Note that the encoding that MySQL calls "latin1" (and uses as its default) is no...

0x0 · on May 29, 2017

Haha, and what mysql calls "utf8" is not, in fact, all of utf8. That's called "utf8mb4".

Joeri · on May 29, 2017

It also can't sort unicode correctly according to the standard UCA algorithm. The ticket for this is closed as a wontfix.

s_kilk · on May 29, 2017

Jesus Christ.

Is there a reason for this? Or is it just another case of lol@mysql

vatotemking · on May 29, 2017

So in 2017, whats the correct character set to use in MySQL?

lmm · on May 29, 2017

"utf8mb4", though really in 2017 the correct thing is to use Postgres.

vatotemking · on May 31, 2017

but not everyone can use postgres

lmm · on June 1, 2017

Anyone can if they want to enough. Some don't want it enough, or want other things more, but not using postgres is always a choice.
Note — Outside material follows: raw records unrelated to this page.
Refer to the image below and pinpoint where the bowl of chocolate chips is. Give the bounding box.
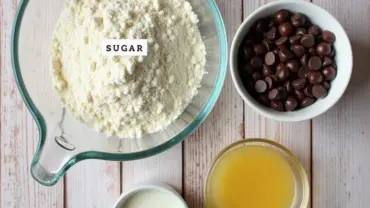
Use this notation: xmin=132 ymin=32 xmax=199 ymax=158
xmin=230 ymin=0 xmax=353 ymax=121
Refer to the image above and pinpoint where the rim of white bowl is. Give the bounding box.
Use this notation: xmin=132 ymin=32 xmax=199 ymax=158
xmin=229 ymin=0 xmax=353 ymax=122
xmin=113 ymin=182 xmax=188 ymax=208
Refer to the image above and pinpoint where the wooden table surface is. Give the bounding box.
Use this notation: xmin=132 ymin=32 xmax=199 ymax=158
xmin=0 ymin=0 xmax=370 ymax=208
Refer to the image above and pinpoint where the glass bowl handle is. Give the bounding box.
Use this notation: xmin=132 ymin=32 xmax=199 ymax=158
xmin=31 ymin=136 xmax=78 ymax=186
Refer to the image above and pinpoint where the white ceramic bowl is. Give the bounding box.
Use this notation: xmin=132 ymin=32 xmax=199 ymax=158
xmin=230 ymin=0 xmax=353 ymax=121
xmin=113 ymin=182 xmax=188 ymax=208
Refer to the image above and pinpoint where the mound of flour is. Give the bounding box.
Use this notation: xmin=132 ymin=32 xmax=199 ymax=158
xmin=52 ymin=0 xmax=205 ymax=138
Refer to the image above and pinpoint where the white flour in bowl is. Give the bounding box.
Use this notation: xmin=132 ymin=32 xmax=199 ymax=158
xmin=52 ymin=0 xmax=205 ymax=138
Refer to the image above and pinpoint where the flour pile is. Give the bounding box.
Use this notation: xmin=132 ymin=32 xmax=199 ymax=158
xmin=52 ymin=0 xmax=206 ymax=138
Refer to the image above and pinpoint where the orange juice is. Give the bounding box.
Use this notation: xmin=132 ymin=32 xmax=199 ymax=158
xmin=206 ymin=145 xmax=295 ymax=208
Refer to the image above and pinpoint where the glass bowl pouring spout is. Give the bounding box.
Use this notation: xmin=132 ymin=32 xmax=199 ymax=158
xmin=12 ymin=0 xmax=227 ymax=186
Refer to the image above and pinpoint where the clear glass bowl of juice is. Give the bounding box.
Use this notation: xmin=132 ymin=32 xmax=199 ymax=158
xmin=205 ymin=139 xmax=310 ymax=208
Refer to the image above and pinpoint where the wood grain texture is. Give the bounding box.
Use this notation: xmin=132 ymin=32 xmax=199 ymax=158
xmin=243 ymin=0 xmax=311 ymax=186
xmin=65 ymin=160 xmax=121 ymax=208
xmin=184 ymin=0 xmax=244 ymax=208
xmin=122 ymin=144 xmax=182 ymax=193
xmin=313 ymin=0 xmax=370 ymax=208
xmin=0 ymin=0 xmax=64 ymax=208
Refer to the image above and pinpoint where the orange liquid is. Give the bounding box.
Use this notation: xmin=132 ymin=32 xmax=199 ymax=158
xmin=206 ymin=146 xmax=295 ymax=208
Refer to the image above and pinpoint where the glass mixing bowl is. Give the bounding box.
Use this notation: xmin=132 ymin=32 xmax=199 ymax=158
xmin=12 ymin=0 xmax=227 ymax=186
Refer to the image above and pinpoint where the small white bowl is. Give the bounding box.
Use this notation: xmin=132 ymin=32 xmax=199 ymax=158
xmin=113 ymin=183 xmax=188 ymax=208
xmin=230 ymin=0 xmax=353 ymax=121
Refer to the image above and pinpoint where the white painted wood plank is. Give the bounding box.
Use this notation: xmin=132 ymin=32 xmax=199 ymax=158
xmin=313 ymin=0 xmax=370 ymax=208
xmin=184 ymin=0 xmax=244 ymax=208
xmin=122 ymin=144 xmax=182 ymax=193
xmin=244 ymin=0 xmax=311 ymax=184
xmin=65 ymin=160 xmax=121 ymax=208
xmin=0 ymin=0 xmax=63 ymax=208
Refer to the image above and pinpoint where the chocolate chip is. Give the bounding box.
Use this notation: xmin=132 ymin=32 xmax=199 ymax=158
xmin=276 ymin=66 xmax=289 ymax=82
xmin=290 ymin=13 xmax=306 ymax=27
xmin=250 ymin=56 xmax=263 ymax=69
xmin=308 ymin=56 xmax=322 ymax=70
xmin=267 ymin=17 xmax=275 ymax=28
xmin=270 ymin=100 xmax=284 ymax=111
xmin=252 ymin=72 xmax=262 ymax=81
xmin=300 ymin=97 xmax=315 ymax=108
xmin=301 ymin=34 xmax=315 ymax=48
xmin=294 ymin=90 xmax=306 ymax=101
xmin=308 ymin=71 xmax=324 ymax=84
xmin=265 ymin=27 xmax=277 ymax=41
xmin=301 ymin=54 xmax=308 ymax=66
xmin=275 ymin=9 xmax=290 ymax=24
xmin=253 ymin=44 xmax=267 ymax=56
xmin=289 ymin=35 xmax=302 ymax=45
xmin=265 ymin=76 xmax=276 ymax=90
xmin=285 ymin=59 xmax=301 ymax=72
xmin=303 ymin=84 xmax=313 ymax=97
xmin=277 ymin=86 xmax=288 ymax=100
xmin=298 ymin=66 xmax=308 ymax=79
xmin=265 ymin=52 xmax=276 ymax=66
xmin=272 ymin=48 xmax=279 ymax=55
xmin=316 ymin=43 xmax=331 ymax=57
xmin=322 ymin=56 xmax=333 ymax=67
xmin=308 ymin=48 xmax=317 ymax=56
xmin=268 ymin=88 xmax=281 ymax=100
xmin=284 ymin=80 xmax=293 ymax=93
xmin=275 ymin=37 xmax=288 ymax=49
xmin=290 ymin=45 xmax=305 ymax=58
xmin=278 ymin=22 xmax=294 ymax=37
xmin=262 ymin=64 xmax=274 ymax=77
xmin=312 ymin=85 xmax=328 ymax=98
xmin=322 ymin=66 xmax=337 ymax=81
xmin=308 ymin=25 xmax=321 ymax=36
xmin=279 ymin=48 xmax=294 ymax=62
xmin=329 ymin=50 xmax=335 ymax=58
xmin=258 ymin=94 xmax=270 ymax=106
xmin=254 ymin=80 xmax=267 ymax=93
xmin=295 ymin=27 xmax=307 ymax=35
xmin=322 ymin=82 xmax=331 ymax=90
xmin=292 ymin=78 xmax=306 ymax=90
xmin=322 ymin=30 xmax=335 ymax=43
xmin=243 ymin=64 xmax=253 ymax=74
xmin=285 ymin=96 xmax=298 ymax=111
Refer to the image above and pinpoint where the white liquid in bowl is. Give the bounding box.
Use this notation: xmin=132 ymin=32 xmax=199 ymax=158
xmin=121 ymin=190 xmax=185 ymax=208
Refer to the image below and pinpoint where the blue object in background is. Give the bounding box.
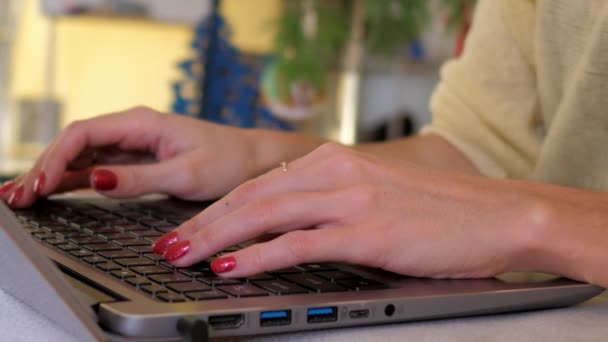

Dylan16807 · on May 30, 2017

Which ones? I can't find info on that.

lmm · on May 30, 2017

https://dev.mysql.com/doc/refman/5.7/en/charset-we-sets.html

Looks like I misremembered - 5 rather than 8 characters. But it isn't standard cp1252 and this can matter.

Dylan16807 · on May 30, 2017

That's just describing how it will handle erroneous data. If you give it cp1252 text, it will work exactly as expected. If you give it certain invalid characters, it will treat it as those code points.

lmm · on May 30, 2017

There's nothing eronneous about u0081. MySQL's encoding functions are documented to behave in particular ways when a given character cannot be represented in a given encoding, and its handling of "latin1" violates that documentation unless you take into account the nonstandard extra mappings MySQL uses.

Dylan16807 · on May 30, 2017

1252 does not have a character assigned to 0x81. If you store 0x81 in the database as 'latin1', then it needs to error or do something weird. If you store u0081 in the database, that's a control character in the C1 block that doesn't exist in latin1, so it needs to error or do something weird.

If it violates the documentation about invalid characters, that's a problem, but that's not latin1 being incompatible with 1252.

lmm · on May 31, 2017

If mysql handled columns declared as "ascii" as utf8 that would be "compatible" in the sense you're describing. I think it would be fair to say "mysql ascii isn't actually ascii" in that case though.

Dylan16807 · on May 31, 2017

I see your point, but in that case I certainly wouldn't say it mishandles ascii. Defining some undefined behavior is very different from changing existing behavior.

Plus that's a different scale of change because it's going from fixed width 7-bit to a variable width scheme.